2.4. Threat Modeling and Supply Chain Risk
💡 First Principle: Threat modeling makes threat analysis systematic rather than ad hoc — forcing security architects to enumerate all the ways a system could be attacked before it's built, when fixes are cheap, rather than after deployment, when fixes are expensive and disruptive.
Supply chain risk extends the threat model beyond the organization's direct control: if an attacker can't penetrate your systems directly, they'll compromise the hardware, software, or services you buy from others and use that access as a stepping stone. SolarWinds (2020) demonstrated that even security-conscious organizations are vulnerable to supply chain attacks targeting their trusted vendors.
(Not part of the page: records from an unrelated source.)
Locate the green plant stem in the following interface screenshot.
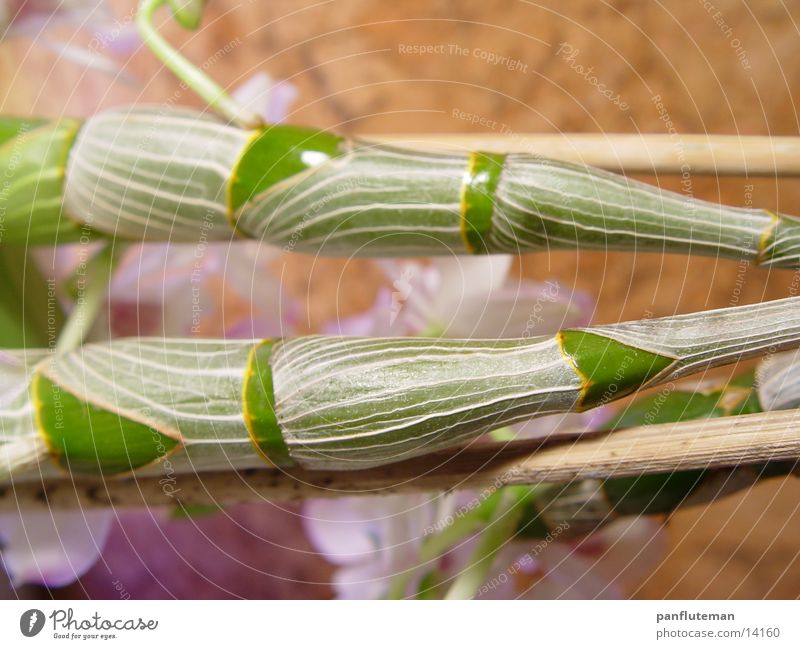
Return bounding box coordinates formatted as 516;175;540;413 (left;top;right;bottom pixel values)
444;486;533;600
55;245;114;353
385;492;503;599
136;0;262;128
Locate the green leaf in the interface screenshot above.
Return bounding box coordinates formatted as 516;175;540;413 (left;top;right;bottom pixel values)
559;329;674;410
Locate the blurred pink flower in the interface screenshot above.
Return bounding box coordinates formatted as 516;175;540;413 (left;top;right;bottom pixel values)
477;517;667;599
303;496;666;600
103;241;298;338
325;256;592;338
303;494;462;599
2;0;140;82
232;72;299;125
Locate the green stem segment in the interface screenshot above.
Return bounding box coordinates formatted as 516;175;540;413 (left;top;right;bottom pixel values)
444;486;532;600
3;106;800;268
2;296;799;480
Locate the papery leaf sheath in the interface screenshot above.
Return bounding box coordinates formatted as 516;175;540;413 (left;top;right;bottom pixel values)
3;107;800;268
2;296;799;480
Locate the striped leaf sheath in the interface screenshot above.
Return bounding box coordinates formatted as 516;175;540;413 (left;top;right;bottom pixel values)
2;296;800;481
2;106;800;266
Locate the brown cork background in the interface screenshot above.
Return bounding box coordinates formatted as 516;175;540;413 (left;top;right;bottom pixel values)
2;0;800;598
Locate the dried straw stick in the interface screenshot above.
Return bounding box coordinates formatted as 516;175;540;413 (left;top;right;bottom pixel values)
364;133;800;176
2;409;798;511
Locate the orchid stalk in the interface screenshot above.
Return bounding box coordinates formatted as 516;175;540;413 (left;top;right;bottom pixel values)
2;296;800;482
1;105;799;268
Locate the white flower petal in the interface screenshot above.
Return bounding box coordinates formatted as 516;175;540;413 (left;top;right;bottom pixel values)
303;498;385;565
445;280;591;338
756;349;800;411
0;508;113;587
304;493;450;599
105;241;293;337
431;256;512;324
513;407;613;441
332;562;396;600
232;72;274;121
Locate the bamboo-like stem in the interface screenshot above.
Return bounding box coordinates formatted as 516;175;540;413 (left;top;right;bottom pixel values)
2;409;797;511
363;133;800;176
8;106;800;266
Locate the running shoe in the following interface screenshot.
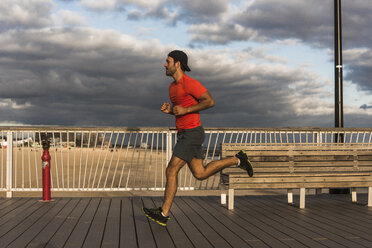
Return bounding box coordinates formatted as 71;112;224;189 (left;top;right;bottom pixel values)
235;150;254;177
142;207;170;226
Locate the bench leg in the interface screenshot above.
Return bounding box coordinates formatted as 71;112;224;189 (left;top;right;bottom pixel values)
351;188;357;203
300;188;306;209
221;193;227;205
368;187;372;207
287;189;293;204
315;188;322;195
228;189;234;210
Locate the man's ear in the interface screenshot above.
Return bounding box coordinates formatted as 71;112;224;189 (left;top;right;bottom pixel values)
175;61;181;69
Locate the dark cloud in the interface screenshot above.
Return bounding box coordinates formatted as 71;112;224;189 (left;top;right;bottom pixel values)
82;0;228;25
344;48;372;93
0;0;54;32
189;0;372;50
235;1;333;47
0;27;170;126
0;26;341;127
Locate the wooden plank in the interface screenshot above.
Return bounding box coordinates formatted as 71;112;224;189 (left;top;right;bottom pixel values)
132;197;156;248
214;196;290;248
233;196;322;248
229;176;372;183
248;162;292;167
293;167;358;172
222;143;372;150
0;198;24;213
252;196;354;247
198;197;269;247
0;198;36;228
244;196;331;247
223;150;362;157
227;172;372;177
0;199;40;238
120;198;137;248
287;196;372;247
293;161;356;166
27;198;80;248
176;197;231;247
221;143;372;152
7;199;70;248
316;195;372;224
309;198;372;245
231;206;305;248
183;197;249;247
229;182;372;189
172;197;215;248
101;198;121;248
358;155;372;160
261;195;364;247
293;155;354;161
358;161;372;165
82;198;111;248
152;197;194;248
45;198;91;248
0;198;29;220
212;197;302;247
141;197;175;248
250;156;290;162
63;198;101;248
0;199;61;247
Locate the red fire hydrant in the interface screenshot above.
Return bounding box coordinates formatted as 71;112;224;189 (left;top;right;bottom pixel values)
41;140;51;201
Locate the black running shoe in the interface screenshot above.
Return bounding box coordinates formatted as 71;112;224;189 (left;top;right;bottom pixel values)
142;207;170;226
235;150;253;177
Why this matters: Threat modeling and SCRM are increasingly weighted on modern CISSP exams as organizations recognize that perimeter-focused security fails when threats enter via trusted supply chain relationships. Questions will test when to apply which methodology and what controls address supply chain-specific risks.
⚠️ Common Misconception: Many candidates think air-gapped systems cannot be compromised remotely. Air gaps prevent direct network attacks, but supply chain attacks (compromised firmware or hardware before installation), removable media, and RF side-channel attacks have all been demonstrated against air-gapped systems. Stuxnet is the canonical example — delivered via USB to air-gapped Iranian nuclear centrifuge controllers.